Somut olayda; davalı ..."a çıkarılan tebligatlar incelendiğinde; ... 1. Sulh Hukuk Mahkemesi"nin 1995/575 E. 1996/1223 sayılı 31.12.1996 tarihli Kararının Tebligat Kanununun 21. maddesine göre tebliğ edildiği, tebligata “komşusu ..."a haber verildiği”nin yazıldığı; ancak, tebliğ evrakında muhatabın adresinden geçici mi yoksa sürekli mi ayrıldığı, tevziat saatinden sonra adresine dönüp dönmeyeceği hususları ile muhatabın komşusunun beyanının tebliğ mazbatasına yazılmadığı gibi imzadan imtina edip etmediği de açıkça yazılmamıştır.
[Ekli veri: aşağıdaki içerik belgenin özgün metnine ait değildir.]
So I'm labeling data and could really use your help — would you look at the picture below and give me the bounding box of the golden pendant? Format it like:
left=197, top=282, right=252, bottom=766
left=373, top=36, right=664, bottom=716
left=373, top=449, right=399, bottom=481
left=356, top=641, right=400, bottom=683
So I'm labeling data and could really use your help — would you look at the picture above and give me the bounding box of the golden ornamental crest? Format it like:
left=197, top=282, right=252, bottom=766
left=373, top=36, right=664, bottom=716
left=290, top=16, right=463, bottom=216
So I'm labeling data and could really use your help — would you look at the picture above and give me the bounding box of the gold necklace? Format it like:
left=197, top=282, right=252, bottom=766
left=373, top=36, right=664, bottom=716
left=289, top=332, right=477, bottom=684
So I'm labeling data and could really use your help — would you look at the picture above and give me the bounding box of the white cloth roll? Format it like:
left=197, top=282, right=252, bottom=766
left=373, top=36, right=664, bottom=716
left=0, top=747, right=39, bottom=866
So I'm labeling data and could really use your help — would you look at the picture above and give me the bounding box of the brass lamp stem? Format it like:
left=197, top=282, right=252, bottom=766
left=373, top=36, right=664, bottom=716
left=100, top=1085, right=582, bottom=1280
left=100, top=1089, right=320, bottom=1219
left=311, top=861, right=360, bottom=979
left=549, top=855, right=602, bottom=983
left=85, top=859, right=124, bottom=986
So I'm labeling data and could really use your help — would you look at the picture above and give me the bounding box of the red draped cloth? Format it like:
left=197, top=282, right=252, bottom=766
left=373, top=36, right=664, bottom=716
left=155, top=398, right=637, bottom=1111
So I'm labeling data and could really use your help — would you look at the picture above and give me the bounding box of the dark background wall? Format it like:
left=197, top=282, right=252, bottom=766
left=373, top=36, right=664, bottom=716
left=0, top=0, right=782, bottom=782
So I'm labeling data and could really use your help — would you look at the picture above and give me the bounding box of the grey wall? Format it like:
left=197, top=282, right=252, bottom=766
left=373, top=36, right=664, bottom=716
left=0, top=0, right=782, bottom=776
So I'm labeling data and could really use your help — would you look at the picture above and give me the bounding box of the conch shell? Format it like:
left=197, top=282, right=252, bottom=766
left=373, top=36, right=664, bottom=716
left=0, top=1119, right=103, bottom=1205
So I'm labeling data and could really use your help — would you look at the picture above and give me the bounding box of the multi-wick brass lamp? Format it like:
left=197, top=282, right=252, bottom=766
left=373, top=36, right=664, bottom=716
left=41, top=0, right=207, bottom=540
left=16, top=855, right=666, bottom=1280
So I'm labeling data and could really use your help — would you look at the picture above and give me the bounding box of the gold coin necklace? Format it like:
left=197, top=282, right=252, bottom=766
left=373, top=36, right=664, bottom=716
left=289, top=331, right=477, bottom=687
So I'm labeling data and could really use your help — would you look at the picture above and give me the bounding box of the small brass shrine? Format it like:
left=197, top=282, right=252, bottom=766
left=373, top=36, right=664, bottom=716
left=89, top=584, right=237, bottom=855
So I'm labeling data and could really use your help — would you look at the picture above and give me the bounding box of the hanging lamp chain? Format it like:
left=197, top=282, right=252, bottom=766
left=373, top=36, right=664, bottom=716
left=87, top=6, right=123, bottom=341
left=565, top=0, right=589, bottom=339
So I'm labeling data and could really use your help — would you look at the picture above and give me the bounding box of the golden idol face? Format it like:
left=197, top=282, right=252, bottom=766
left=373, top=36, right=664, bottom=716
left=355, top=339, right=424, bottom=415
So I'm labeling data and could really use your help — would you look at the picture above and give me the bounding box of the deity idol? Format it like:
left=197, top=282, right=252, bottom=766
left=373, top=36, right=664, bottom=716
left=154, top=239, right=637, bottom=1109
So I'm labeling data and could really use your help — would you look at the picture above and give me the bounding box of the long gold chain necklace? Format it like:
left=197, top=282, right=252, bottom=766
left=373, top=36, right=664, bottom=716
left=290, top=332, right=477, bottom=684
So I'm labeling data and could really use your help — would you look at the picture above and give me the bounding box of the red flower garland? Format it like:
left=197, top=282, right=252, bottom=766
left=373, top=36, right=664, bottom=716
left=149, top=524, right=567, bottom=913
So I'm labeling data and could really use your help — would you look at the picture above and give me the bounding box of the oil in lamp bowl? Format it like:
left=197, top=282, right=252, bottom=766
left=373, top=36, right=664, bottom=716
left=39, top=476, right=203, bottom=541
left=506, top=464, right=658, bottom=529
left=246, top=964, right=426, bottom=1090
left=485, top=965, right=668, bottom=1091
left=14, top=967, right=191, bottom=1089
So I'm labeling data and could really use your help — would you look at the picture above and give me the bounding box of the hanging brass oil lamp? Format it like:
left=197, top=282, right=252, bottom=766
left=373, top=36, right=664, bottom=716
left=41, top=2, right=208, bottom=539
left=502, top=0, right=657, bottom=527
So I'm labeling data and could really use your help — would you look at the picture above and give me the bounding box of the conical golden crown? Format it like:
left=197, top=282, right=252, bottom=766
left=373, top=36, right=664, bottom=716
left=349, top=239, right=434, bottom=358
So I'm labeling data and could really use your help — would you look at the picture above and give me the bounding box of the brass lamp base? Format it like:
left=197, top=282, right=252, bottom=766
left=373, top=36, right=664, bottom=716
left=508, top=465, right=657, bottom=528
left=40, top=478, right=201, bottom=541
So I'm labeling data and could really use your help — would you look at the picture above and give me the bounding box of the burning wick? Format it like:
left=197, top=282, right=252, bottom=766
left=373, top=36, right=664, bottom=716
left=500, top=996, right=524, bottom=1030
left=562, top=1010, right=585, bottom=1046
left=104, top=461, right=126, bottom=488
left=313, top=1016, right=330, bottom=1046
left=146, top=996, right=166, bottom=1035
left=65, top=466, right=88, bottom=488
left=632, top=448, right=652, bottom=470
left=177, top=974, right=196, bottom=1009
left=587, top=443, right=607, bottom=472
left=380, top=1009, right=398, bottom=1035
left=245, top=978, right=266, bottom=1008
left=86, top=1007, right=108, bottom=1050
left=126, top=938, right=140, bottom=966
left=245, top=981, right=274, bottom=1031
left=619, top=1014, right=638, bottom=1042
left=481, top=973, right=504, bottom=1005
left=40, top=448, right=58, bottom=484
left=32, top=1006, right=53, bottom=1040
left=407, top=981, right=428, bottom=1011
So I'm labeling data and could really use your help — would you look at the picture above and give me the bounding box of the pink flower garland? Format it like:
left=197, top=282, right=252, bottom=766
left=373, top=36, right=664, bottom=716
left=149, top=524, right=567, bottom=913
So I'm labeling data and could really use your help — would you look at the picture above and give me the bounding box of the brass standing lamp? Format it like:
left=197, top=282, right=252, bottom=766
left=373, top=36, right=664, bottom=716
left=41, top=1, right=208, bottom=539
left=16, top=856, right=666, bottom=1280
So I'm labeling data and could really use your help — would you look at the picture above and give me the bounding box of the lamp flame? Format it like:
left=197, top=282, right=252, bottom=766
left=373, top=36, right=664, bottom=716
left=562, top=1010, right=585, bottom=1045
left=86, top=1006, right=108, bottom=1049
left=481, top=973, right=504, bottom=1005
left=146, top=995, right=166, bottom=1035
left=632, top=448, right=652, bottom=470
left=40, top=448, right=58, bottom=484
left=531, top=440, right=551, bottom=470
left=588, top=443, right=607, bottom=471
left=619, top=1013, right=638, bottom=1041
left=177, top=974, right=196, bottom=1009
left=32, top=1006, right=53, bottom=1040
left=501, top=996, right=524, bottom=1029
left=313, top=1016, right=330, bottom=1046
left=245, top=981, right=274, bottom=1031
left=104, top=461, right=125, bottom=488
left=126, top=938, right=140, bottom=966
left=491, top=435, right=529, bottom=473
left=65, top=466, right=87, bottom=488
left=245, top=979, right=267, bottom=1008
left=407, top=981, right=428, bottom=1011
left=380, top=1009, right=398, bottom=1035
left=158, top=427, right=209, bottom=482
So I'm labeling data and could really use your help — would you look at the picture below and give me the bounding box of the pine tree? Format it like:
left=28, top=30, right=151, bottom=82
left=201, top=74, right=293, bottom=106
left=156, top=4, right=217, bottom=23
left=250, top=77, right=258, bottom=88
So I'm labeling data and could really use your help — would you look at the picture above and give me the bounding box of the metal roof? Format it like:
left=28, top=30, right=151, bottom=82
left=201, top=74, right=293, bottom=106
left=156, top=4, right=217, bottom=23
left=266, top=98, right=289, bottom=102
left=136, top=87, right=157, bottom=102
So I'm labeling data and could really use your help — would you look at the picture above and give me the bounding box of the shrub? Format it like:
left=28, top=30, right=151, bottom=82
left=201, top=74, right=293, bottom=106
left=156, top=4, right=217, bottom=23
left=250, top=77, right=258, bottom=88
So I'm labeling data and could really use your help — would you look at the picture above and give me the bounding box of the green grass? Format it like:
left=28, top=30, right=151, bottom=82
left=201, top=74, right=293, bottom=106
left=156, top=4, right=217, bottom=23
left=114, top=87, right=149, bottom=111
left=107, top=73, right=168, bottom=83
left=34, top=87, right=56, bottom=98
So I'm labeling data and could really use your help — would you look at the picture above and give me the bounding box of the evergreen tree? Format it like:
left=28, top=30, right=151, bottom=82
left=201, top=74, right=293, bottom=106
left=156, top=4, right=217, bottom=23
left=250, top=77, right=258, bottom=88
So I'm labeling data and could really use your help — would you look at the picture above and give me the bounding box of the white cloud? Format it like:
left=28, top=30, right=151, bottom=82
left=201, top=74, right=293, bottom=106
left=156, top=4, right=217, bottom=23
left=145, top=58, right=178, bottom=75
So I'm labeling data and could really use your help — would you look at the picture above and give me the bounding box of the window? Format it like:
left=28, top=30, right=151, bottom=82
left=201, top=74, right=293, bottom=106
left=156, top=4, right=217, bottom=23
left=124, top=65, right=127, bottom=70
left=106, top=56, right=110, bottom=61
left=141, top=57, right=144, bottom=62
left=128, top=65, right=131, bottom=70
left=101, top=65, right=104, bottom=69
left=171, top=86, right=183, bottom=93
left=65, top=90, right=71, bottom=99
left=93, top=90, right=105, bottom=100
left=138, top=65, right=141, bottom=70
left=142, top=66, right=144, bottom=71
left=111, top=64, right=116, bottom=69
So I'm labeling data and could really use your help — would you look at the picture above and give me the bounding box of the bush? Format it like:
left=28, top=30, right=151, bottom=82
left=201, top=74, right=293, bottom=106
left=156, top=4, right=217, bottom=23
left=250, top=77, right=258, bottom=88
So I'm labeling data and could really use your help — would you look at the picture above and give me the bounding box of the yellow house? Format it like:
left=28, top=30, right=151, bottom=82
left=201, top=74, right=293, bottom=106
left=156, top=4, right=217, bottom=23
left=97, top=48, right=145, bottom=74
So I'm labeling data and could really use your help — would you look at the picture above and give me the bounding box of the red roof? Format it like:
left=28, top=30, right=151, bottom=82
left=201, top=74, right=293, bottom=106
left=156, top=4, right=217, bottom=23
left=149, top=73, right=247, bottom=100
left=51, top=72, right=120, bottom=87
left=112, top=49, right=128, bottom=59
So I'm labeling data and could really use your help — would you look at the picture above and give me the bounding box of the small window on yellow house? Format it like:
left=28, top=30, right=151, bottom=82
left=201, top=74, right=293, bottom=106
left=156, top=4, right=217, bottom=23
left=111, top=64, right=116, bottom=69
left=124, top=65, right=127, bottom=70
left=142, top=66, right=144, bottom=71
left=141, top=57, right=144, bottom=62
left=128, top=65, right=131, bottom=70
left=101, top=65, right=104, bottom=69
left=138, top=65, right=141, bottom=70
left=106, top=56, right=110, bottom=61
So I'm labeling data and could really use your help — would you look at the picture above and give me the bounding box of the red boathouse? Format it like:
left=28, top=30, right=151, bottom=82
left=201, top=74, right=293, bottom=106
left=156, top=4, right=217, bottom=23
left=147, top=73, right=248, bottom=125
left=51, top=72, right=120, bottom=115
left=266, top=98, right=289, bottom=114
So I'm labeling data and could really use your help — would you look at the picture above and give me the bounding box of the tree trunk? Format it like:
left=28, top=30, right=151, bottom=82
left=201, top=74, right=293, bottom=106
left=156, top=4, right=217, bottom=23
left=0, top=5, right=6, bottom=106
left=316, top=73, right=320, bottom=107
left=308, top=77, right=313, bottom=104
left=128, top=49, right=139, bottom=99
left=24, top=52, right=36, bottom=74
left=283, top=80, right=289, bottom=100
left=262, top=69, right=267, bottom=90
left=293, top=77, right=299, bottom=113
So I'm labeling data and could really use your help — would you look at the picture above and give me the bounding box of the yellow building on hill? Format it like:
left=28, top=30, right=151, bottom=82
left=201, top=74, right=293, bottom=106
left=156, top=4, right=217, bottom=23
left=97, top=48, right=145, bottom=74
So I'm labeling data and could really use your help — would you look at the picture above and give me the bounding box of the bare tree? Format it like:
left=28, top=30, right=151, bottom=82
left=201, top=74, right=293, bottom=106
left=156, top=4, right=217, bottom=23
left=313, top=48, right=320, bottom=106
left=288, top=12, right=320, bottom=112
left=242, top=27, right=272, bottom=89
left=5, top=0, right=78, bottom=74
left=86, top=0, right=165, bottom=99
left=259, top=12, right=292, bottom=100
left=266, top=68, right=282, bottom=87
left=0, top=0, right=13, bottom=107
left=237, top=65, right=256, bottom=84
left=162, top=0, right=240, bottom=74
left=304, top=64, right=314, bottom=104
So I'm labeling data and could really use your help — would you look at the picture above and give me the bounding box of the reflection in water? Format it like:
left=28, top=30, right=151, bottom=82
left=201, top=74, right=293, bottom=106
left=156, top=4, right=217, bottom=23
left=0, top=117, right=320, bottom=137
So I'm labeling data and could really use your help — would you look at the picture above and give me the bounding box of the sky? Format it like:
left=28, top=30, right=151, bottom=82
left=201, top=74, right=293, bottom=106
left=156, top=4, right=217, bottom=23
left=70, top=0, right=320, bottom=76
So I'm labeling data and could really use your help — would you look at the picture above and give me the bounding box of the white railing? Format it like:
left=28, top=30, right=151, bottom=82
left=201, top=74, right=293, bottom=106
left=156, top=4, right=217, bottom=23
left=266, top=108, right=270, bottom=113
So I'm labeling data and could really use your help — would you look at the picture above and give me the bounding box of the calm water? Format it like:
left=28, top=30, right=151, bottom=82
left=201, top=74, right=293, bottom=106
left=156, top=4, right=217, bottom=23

Bu durumda mahkemece yapılan ilk tebligat işleminin 7201 sayılı Tebligat Kanununun 21. maddesi; Tebligat Kanununun Uygulanmasına Dair Yönetmeliğin 29, 30 ve 31 maddesi hükümlerine uygun yapılmadığı anlaşılmaktadır. Dolayısıyla, davalı ... vekilinin süresinde yaptığı temyiz talebi kabul edilerek, Yerel mahkemenin Temyiz talebinin reddine ilişkin 11.05.2015 tarihli ve 1995/575 E-1996/1223 K. sayılı ek karar kaldırılıp temyiz incelemesine geçildi:
Yapılan yargılamaya, toplanan delillere ve dosya içeriğine göre, mahkeme kararı ve dayandığı gerekçeler usul ve yasaya uygun bulunduğundan yerinde olmayan temyiz itirazlarının reddiyle hükmün ONANMASINA, taşınmaz malın satış bedelinden payına düşecek paranın % 011,38 oranında hesaplanacak onama harcından peşin alınan 27.70 TL’nin mahsubu ile bakiyesinin temyiz edene yükletilmesine, 19.04.2018 tarihinde oybirliği ile karar verildi.